例えば、自社の製品では実現できない機能はないかをチェックします。逆に言うと、第三段階までにインサプライヤーとして活動してきた営業は、他社にない機能などを仕様書に盛り込むように顧客を誘導し、自社の優位性を確立します。

実際に資料を作成し始めると、不明な点がでてきます。改めて質問できる場合もありますが、追加質問を許さない場合もあります。実際、現場調査を一回行っただけでは十分な情報は、得られません。このため現行のサプライヤーがいる場合は、彼らが有利になります。特に、顧客が現状のサプライヤーを気に入っているが、会社(役所)の規則でRFPを実施しなえればならない場合は、他のサプライヤーが落札するのは困難です。

以前、大阪のある役所の設備管理の業務を新規受注したことがありました。当該役所と長期間契約していたサプライヤーを価格差でひっくり返した例です。選ばざるを得ないくらいに価格差のあった例で、役所の担当者からは、「おたくが安すぎる値段を出したからこんなことになった。」といまだに文句を言われています。
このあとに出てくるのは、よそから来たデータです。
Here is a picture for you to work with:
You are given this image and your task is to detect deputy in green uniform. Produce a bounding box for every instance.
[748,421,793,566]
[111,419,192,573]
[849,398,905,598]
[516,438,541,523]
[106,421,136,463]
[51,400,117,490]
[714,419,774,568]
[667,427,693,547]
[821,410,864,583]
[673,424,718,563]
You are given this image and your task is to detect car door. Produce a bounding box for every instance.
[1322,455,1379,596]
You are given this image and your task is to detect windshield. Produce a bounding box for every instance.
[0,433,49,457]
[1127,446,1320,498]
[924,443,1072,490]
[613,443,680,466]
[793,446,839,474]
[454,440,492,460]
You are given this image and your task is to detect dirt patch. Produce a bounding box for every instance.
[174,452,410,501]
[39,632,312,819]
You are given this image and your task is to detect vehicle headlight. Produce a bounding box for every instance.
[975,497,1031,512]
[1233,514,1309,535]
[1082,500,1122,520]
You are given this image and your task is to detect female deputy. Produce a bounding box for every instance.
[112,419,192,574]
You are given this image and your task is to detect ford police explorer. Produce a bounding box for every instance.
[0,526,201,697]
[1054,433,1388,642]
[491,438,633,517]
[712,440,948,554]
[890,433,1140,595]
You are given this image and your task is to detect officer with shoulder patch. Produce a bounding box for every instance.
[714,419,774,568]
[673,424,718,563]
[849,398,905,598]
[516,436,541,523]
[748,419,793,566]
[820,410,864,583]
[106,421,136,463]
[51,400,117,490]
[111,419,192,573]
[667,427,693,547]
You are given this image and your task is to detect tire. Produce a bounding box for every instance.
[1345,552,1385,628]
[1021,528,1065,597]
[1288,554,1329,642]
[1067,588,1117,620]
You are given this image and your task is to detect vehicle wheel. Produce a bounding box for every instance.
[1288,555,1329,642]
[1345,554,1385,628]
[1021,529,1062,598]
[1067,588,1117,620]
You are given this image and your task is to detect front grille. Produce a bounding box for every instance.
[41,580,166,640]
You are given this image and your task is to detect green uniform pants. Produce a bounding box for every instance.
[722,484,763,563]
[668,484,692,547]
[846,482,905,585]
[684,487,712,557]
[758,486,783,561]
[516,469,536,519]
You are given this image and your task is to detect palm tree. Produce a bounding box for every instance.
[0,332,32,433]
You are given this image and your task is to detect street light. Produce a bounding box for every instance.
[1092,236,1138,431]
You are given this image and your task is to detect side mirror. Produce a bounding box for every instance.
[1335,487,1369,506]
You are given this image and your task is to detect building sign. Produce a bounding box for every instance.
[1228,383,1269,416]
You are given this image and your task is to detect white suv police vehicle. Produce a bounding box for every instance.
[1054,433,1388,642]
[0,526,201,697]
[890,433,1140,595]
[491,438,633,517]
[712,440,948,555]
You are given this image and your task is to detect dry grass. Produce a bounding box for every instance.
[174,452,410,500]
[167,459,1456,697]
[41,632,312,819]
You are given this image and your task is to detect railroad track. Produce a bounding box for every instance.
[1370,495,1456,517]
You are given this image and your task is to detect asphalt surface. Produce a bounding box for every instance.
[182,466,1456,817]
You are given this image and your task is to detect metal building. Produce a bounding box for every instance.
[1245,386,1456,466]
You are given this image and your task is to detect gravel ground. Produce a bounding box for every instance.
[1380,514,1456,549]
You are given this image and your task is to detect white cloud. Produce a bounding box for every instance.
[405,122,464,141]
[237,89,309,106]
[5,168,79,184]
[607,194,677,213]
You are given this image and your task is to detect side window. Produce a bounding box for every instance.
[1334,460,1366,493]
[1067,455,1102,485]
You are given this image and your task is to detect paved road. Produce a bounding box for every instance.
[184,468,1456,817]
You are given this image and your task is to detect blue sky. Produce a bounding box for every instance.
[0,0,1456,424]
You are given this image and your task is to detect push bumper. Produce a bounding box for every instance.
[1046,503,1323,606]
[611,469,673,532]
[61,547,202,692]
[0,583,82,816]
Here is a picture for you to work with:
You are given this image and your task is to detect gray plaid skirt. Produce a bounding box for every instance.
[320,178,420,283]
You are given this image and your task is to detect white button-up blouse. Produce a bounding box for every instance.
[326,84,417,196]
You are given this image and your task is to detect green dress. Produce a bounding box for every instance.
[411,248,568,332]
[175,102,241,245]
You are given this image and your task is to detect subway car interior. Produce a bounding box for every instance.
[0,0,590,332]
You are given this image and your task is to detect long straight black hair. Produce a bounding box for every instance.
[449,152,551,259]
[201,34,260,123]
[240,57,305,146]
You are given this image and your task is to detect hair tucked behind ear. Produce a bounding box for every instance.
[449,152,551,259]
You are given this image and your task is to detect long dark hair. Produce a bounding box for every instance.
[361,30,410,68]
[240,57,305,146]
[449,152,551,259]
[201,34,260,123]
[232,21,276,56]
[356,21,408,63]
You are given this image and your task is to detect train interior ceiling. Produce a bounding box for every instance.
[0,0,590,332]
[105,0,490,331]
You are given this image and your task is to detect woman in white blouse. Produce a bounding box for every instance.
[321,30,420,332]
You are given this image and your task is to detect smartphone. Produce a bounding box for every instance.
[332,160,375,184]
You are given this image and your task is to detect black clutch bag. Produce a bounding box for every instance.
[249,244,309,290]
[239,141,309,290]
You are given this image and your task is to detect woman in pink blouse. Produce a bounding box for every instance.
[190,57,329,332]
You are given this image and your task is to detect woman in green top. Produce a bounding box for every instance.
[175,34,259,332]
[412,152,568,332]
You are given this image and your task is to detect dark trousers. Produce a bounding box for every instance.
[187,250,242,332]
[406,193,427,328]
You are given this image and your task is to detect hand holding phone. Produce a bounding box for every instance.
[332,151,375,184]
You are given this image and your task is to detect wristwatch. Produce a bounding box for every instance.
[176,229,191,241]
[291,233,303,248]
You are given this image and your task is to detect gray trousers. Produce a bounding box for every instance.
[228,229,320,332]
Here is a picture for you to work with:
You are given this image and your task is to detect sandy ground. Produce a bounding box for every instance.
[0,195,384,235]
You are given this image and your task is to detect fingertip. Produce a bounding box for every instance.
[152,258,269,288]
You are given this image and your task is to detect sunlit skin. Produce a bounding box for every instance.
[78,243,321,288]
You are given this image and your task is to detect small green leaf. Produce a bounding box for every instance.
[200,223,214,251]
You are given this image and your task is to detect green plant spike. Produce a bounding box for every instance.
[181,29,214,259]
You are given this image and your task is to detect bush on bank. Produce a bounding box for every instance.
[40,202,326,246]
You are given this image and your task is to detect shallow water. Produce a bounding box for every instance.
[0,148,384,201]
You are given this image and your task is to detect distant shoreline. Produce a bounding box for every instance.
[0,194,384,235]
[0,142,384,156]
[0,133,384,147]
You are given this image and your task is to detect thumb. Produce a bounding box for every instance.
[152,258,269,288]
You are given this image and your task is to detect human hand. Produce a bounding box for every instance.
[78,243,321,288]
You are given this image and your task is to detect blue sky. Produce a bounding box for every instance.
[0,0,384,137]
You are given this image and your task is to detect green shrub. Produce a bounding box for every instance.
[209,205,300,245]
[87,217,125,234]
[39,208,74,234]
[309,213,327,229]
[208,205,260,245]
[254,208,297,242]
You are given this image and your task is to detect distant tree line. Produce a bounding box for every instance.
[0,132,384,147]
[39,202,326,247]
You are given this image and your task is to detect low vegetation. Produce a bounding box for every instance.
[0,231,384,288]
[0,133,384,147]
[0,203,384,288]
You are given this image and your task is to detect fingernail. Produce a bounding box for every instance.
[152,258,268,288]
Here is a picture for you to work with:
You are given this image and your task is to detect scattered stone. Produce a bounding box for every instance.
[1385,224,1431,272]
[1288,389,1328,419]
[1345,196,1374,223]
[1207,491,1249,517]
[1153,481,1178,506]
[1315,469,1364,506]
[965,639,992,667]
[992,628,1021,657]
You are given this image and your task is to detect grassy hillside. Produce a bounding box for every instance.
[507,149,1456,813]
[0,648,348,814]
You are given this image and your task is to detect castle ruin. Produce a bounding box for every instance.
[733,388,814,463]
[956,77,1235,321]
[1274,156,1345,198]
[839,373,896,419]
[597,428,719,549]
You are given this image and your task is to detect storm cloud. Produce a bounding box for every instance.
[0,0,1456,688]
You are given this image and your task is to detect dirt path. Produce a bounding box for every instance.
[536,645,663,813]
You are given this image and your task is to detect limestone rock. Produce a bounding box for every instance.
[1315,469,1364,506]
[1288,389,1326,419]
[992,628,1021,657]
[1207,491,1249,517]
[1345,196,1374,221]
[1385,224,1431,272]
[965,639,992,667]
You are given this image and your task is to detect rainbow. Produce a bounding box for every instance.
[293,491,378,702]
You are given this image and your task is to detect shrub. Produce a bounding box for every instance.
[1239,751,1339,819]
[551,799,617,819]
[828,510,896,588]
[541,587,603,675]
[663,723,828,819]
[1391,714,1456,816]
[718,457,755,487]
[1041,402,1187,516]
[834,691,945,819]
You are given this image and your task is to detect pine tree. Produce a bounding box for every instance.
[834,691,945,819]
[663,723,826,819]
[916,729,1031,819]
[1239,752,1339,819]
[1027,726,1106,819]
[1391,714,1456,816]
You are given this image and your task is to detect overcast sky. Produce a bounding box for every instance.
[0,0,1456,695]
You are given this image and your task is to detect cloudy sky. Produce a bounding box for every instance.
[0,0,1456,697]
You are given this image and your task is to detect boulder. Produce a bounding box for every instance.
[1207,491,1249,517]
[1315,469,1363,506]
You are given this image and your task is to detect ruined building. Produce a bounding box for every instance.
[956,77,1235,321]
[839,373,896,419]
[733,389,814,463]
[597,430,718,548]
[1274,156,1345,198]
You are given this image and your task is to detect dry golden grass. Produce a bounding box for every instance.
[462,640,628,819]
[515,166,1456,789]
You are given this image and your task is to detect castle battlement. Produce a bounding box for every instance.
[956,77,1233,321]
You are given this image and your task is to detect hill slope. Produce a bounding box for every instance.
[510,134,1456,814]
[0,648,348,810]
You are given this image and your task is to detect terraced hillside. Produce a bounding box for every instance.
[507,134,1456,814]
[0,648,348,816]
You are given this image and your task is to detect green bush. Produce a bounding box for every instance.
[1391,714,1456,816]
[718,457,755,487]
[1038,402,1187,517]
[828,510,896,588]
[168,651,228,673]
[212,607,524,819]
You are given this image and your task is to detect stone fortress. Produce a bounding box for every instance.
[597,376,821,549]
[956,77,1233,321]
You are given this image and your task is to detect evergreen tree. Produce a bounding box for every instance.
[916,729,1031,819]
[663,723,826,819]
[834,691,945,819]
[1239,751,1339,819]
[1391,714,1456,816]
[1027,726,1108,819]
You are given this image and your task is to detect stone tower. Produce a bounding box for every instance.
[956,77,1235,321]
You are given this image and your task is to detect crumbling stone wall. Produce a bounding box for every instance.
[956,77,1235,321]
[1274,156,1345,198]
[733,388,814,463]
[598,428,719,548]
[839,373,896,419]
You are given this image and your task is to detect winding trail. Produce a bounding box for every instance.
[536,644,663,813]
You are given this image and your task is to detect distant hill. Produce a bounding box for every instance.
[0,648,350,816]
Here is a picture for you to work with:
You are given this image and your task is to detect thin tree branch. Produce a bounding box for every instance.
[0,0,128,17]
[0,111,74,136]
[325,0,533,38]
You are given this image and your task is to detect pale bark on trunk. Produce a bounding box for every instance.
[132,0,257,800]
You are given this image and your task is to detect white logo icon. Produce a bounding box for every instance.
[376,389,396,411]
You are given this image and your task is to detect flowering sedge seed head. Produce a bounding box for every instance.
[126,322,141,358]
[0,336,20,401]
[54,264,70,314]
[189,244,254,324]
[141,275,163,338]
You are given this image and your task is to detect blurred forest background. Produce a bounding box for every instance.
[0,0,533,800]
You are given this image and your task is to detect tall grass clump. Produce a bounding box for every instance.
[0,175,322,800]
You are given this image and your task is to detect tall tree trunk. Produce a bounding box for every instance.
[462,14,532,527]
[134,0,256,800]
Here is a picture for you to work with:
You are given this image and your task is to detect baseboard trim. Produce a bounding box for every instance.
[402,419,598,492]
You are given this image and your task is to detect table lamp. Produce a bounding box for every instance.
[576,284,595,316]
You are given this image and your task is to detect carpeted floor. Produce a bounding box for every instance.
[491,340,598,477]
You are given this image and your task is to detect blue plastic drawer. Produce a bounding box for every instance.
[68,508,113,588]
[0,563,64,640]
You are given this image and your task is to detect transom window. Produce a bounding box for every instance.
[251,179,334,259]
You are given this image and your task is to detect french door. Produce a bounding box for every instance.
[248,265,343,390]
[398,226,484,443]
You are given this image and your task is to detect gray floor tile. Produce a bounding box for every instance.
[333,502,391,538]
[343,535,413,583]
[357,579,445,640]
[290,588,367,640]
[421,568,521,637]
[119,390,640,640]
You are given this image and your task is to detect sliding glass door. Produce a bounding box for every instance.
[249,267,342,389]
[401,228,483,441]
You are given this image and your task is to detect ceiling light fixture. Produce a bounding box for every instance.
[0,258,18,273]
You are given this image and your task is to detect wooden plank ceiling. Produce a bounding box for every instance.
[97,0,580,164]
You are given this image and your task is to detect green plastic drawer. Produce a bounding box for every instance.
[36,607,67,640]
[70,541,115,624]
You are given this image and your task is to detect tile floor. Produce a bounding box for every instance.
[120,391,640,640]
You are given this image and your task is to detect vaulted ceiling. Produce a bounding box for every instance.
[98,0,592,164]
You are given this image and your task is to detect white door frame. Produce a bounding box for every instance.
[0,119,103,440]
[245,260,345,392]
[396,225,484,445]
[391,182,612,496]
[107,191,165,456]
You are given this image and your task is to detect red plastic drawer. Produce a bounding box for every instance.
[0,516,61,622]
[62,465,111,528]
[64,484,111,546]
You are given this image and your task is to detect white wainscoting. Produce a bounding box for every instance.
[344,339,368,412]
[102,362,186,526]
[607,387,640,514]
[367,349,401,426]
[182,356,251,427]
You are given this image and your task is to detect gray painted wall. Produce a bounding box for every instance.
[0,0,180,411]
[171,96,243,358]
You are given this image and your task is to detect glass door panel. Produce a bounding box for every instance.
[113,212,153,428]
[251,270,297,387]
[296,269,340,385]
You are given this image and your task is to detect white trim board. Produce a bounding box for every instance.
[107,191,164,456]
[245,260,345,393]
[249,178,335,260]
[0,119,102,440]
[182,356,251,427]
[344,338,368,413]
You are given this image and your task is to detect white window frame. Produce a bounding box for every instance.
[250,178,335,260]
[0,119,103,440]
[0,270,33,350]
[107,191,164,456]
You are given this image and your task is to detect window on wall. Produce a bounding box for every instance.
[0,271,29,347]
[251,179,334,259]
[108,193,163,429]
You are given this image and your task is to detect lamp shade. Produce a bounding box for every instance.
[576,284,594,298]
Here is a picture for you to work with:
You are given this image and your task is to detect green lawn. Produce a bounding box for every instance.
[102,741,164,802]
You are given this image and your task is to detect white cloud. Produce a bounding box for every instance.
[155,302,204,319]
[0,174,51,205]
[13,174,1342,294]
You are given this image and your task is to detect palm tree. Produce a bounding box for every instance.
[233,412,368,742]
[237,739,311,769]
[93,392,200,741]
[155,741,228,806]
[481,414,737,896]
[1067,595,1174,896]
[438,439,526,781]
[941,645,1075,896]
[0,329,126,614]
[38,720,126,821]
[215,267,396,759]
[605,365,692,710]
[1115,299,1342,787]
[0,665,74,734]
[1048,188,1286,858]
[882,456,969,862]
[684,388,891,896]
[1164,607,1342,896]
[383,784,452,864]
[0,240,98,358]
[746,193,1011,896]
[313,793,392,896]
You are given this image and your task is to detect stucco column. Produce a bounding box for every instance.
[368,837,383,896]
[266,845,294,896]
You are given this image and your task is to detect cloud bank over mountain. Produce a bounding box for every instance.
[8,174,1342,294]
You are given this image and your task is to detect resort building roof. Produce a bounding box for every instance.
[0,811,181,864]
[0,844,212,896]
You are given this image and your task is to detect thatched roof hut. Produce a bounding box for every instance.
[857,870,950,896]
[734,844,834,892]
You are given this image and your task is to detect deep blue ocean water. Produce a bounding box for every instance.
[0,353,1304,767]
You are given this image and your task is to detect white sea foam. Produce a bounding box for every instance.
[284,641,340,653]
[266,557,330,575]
また、現在、私は見積もりをお願いする立場にありますが、本当に真剣にサプライヤーを一から選びたい場合は別として、会社の仕組み上の理由で3社見積もりをする場合は、「それとなく」その旨、知らせてサプライヤーが無駄な労力を使わないように調整します。

また、「5段階、価格交渉をする。最後は社長が交渉」「50%以上値下げさせる」などのルールがある顧客もあるので予め聞き出しておきましょう。